Regime Must Be Included in Unification Research

North and South Korea
could be unified by 2040-2050, a report released on
June 16th by the Ministry of Foreign Affairs’ Korea National Diplomatic Academy
stated
. The report was the first by a government-run agency to look
seriously at a possible “blueprint for unification” since President Park Geun
Hye made her “unification as jackpot” comment at the beginning of the year.

However, the report didn’t discuss why and upon
what conditions unification is or can be a “jackpot,” or the possible conflicts
that could, and probably would, arise in the process.
This was no better than rambling. Not
one paragraph explained what it means to actualize unification. The hypotheses
and presumptions in the report were unsupported by evidence. It was a blueprint
for the most splendid building imaginable, but did not demonstrate the
ability to construct it.

The report argued that if North Korea shows
the sincere will to denuclearize, the Vision Korea Project could be used to
revitalize the North Korean economy and establish an economic community on the
Korean Peninsula. Accordingly, per capital income in North Korea would jump to
$10,000 and peaceful unification could begin by 2030. North Korean incomes
could reach 70% of those in the South by 2040~2050.

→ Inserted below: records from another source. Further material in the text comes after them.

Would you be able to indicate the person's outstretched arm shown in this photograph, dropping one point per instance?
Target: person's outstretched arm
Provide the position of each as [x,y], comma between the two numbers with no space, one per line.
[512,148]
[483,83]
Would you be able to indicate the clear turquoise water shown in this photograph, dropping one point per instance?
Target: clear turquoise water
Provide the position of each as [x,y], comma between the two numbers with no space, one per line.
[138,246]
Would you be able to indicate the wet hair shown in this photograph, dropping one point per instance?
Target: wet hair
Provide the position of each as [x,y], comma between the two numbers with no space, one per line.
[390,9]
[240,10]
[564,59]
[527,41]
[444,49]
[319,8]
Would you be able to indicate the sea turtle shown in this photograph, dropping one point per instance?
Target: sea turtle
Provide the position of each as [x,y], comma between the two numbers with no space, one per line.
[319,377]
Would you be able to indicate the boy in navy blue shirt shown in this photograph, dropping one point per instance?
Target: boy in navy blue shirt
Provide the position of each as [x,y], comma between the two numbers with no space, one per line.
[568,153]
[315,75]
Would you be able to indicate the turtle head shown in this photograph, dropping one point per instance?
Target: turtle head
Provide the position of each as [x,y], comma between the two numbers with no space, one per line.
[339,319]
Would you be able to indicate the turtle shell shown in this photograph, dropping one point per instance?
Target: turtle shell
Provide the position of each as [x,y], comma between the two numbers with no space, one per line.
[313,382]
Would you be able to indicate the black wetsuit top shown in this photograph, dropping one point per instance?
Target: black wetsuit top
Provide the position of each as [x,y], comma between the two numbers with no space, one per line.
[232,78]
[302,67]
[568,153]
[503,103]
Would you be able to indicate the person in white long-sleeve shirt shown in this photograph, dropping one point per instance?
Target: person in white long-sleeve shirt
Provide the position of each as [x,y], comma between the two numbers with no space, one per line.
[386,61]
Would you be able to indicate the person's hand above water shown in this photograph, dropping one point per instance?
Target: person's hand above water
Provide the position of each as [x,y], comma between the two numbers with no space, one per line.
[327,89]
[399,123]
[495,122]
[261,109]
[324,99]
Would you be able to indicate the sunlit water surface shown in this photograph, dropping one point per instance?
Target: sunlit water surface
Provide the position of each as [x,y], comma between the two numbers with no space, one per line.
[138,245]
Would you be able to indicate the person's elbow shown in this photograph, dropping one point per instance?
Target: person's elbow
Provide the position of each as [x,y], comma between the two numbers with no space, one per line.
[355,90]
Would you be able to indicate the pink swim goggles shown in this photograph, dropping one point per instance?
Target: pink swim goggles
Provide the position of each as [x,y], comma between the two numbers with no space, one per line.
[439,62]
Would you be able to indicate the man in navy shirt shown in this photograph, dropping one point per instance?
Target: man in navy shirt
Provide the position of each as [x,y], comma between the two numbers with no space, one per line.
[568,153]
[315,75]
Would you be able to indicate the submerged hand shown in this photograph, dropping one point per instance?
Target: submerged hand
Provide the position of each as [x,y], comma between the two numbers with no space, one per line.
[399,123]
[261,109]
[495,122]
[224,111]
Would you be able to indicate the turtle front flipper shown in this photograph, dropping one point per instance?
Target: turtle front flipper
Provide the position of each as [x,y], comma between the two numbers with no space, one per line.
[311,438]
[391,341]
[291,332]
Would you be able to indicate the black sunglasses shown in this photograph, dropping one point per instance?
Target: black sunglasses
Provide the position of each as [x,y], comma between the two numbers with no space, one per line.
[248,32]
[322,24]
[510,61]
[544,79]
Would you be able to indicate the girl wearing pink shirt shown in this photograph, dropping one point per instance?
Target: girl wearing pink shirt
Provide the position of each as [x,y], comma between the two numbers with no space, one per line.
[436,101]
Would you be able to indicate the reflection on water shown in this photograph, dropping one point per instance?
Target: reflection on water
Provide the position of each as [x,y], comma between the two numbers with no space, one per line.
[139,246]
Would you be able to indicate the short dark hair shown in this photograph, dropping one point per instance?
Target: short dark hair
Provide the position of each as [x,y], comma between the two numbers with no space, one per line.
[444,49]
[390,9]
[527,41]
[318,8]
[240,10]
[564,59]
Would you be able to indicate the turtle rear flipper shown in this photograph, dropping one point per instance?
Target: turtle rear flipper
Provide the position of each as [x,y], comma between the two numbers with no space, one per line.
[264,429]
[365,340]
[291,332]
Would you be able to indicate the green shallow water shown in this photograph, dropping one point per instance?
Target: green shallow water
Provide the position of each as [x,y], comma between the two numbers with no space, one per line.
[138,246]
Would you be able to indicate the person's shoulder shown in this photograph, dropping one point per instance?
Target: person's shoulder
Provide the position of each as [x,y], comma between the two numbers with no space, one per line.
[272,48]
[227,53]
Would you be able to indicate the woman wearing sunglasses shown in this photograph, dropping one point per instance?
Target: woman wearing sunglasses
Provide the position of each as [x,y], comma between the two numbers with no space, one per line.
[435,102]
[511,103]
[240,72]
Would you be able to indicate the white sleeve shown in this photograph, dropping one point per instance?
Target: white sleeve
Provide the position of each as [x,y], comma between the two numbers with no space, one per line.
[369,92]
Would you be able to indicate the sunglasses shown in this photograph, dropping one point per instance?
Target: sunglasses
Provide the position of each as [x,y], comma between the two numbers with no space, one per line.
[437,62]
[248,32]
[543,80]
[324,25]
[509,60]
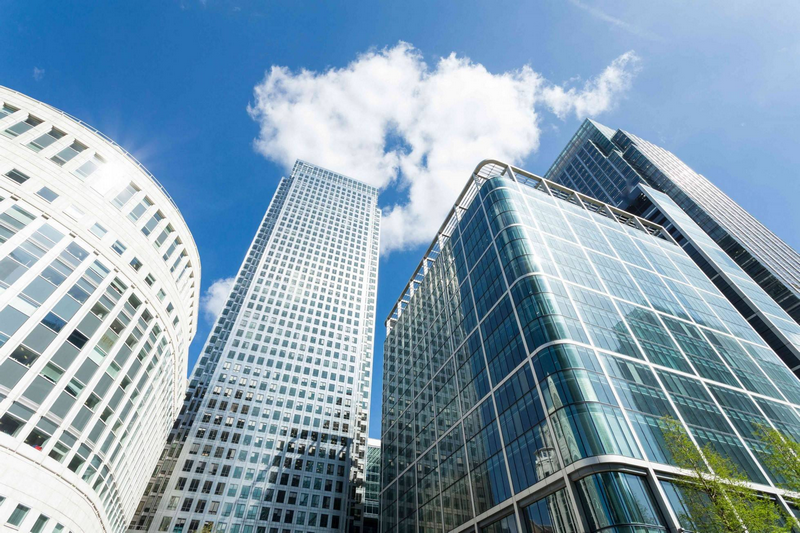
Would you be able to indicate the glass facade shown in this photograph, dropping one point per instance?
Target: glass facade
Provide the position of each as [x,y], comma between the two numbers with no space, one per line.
[272,436]
[97,311]
[533,355]
[609,165]
[372,487]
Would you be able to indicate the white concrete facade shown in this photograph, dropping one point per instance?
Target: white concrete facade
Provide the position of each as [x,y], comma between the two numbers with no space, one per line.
[99,295]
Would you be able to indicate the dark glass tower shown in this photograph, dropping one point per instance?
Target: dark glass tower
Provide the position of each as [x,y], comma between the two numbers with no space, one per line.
[609,165]
[531,357]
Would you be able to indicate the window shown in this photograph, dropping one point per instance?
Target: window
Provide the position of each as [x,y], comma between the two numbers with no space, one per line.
[118,247]
[126,194]
[47,194]
[68,153]
[89,167]
[18,515]
[38,526]
[16,175]
[7,110]
[98,230]
[21,127]
[45,140]
[140,208]
[74,212]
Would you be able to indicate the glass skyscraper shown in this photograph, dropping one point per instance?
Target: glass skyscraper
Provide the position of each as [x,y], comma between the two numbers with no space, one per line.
[372,487]
[530,360]
[99,293]
[273,432]
[609,165]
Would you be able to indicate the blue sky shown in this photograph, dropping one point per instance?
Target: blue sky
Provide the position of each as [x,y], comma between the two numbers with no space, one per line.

But again, the means by which to attain this goal were not discussed. The report doesn’t
contain an analysis of the core issues: how to achieve North Korean
denuclearization when North Korea is wedded strongly to nuclear arms; how the
North’s possession of nuclear weapons can coexist with economic development;
whether economic development is even feasible without reform; how to
incentivize the North to reform; and what economic development strategy is to
be used to develop the North Korean economy.
 

The report
also claimed that a joint economic community, if achievable, would naturally
lead to political unification. While these two outcomes are connected
to political conditions in North Korea, regime variables were not taken into
account, making the claim sound inane. With the present Kim Jong Eun regime,
many consider both the creation of an economic community and political
unification to be impossible. Unification discussions should always involve discussion
of the North Korean regime.

The same applies to societal and cultural
integration. The cultural integration of South and North Korea is bound to be
one of the most difficult assignments in the unification process. Professor Park
Seong Jo of the Free University of Berlin has pointed out that antagonism between
the citizens of West and East Germany was one of the most serious problems
faced in the process of German unification. The peoples of both sides had thought
they were one ethnic group, but when unified they realized that they were
totally different people. East Germans
criticized West German people for being
arrogant, greedy and wealthy, while West Germans looked upon the East Germans as poor
and lazy. These kinds of societal conflict are likely to be more serious in a
future unified Korea, which would have undergone a longer division and has already experienced military conflict. However, the report didn’t pay any attention to how
to solve such important matters.

In sum, the report opened the road to further debate over unification by suggesting a vision of Korean unification. Now research institutes and experts need to verify the claims in the
report and fill the logical void by starting to research, in detail, the
problems that are sure to arise in the
process of unification.

Unification research must place the problem of the North Korean regime at front and center. Research that does
not do so cannot produce usable unification policy options, because wrong hy
potheses about the regime are sure to result
in wrong conclusions. Political concerns that this type of research might antagonize the North Korean regime is for the government that has to implement policy to consider. It is not the work of scholars.